Visualization of the evidence that goes into gene model inference is crucial. This evidence often exceeds the information that can be seen in a RNA-seq WIG or BAM track. For example, annotators are often interested in viewing splice junctions from RNA-seq and/or protein alignments with coverage and strand information in a concise overview. On the other hand, alignments from cDNA, assembled transcriptomes, and proteins need to be visualized in a gene-structure-like fashion. MakeHub automatically generates suitable tracks with evidence from MAKER output and from BRAKER hint files in GFF format. Gene-structure-like evidence (e.g., full length protein alignments) is visualized similarly as gene models, while other evidence, such as splice junctions, is visualized as segments.
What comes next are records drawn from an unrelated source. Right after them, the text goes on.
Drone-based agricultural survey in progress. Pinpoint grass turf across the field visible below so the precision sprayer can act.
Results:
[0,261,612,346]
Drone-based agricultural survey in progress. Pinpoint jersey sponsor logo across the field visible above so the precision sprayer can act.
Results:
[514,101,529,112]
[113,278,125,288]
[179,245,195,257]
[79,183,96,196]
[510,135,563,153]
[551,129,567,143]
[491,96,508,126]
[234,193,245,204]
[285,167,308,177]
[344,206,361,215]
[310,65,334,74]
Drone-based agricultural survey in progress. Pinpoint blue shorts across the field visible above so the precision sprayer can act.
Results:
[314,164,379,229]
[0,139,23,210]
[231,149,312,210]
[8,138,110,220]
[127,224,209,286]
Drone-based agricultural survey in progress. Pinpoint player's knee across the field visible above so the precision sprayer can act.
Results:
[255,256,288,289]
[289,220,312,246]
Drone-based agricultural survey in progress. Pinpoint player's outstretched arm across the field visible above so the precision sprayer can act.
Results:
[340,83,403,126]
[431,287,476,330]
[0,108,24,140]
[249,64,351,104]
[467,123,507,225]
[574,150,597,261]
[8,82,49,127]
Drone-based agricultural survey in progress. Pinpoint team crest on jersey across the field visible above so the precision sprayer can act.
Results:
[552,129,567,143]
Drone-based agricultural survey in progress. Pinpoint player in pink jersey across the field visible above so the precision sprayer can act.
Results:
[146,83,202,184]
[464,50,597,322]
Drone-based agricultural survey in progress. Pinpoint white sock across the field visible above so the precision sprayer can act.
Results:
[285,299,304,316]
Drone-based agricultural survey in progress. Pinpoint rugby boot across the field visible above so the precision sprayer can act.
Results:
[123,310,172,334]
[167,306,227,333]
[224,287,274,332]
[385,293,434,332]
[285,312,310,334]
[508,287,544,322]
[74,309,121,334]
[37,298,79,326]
All resulting evidence track data files are in the indexed bigBed format.
MakeHub automatically generates HTML template files for describing a hub and its tracks. These files are required for public hubs (http://genomewiki.ucsc.edu/index.php/Public_Hub_Guidelines, February 10th 2019). These pages should be edited to appropriately describe genome projects and individual tracks before adding a hub to the list of public hubs at UCSC.
Automatically generated Assembly Hubs must be copied to a publicly available web server for deployment. The hyperlink to hub.txt can be provided to the UCSC Genome Browser for data visualization (see instructions in Figure 1).
Conclusion
In summary, MakeHub is a command line tool that enables scientists with little experience in bioinformatics to generate Assembly Hubs of their genome data and annotations of interest with ease.
Availability
MakeHub is freely available for downloading at https://github.com/Gaius-Augustus/MakeHub.
Author’s contributions
KJH developed the idea, implemented the software, wrote the manuscript, and approved the final version.
Competing interests
The author has declared no competing interests.
Acknowledgments
The international collaboration between the groups of Mark Borodovsky and Mario Stanke, supported by US National Institutes of Health (Grant No. HG000783), gave rise to the development of MakeHub. This project was funded by Universität Greifswald, Germany. I thank Mario Stanke, Matthis Ebel, and Malte Wellnitz for proofreading.
Handled by Ting Wang
Footnotes
Peer review under responsibility of Beijing Institute of Genomics, Chinese Academy of Sciences and Genetics Society of China.
References
- 1.Stanke M., Steinkamp R., Waack S., Morgenstern B. AUGUSTUS: a web server for gene finding in eukaryotes. Nucleic Acids Res. 2004;32:W309–W312. doi: 10.1093/nar/gkh379. [DOI] [PMC free article] [PubMed] [Google Scholar]
- 2.Stanke M., Keller O., Gunduz I., Hayes A., Waack S., Morgenstern B. AUGUSTUS: ab initio prediction of alternative transcripts. Nucleic Acids Res. 2006;34:W435–W439. doi: 10.1093/nar/gkl200. [DOI] [PMC free article] [PubMed] [Google Scholar]
- 3.Stanke M., Schöffmann O., Dahms S., Morgenstern B., Waack S. Gene prediction in eukaryotes with a generalized hidden Markov model that uses hints from external sources. BMC Bioinformatics. 2006;7:62. doi: 10.1186/1471-2105-7-62. [DOI] [PMC free article] [PubMed] [Google Scholar]
- 4.Stanke M., Diekhans M., Baertsch R., Haussler D. Using native and syntenically mapped cDNA alignments to improve de novo gene finding. Bioinformatics. 2008;24:637–644. doi: 10.1093/bioinformatics/btn013. [DOI] [PubMed] [Google Scholar]
- 5.König S., Romoth L.W., Gerischer L., Stanke M. Simultaneous gene finding in multiple genomes. Bioinformatics. 2016;32:3388–3395. doi: 10.1093/bioinformatics/btw494. [DOI] [PMC free article] [PubMed] [Google Scholar]
- 6.Lomsadze A., Ter-Hovhannisyan V., Chernoff Y.O., Borodovsky M. Gene identification in novel eukaryotic genomes by self-training algorithm. Nucleic Acids Res. 2005;33:6494–6506. doi: 10.1093/nar/gki937. [DOI] [PMC free article] [PubMed] [Google Scholar]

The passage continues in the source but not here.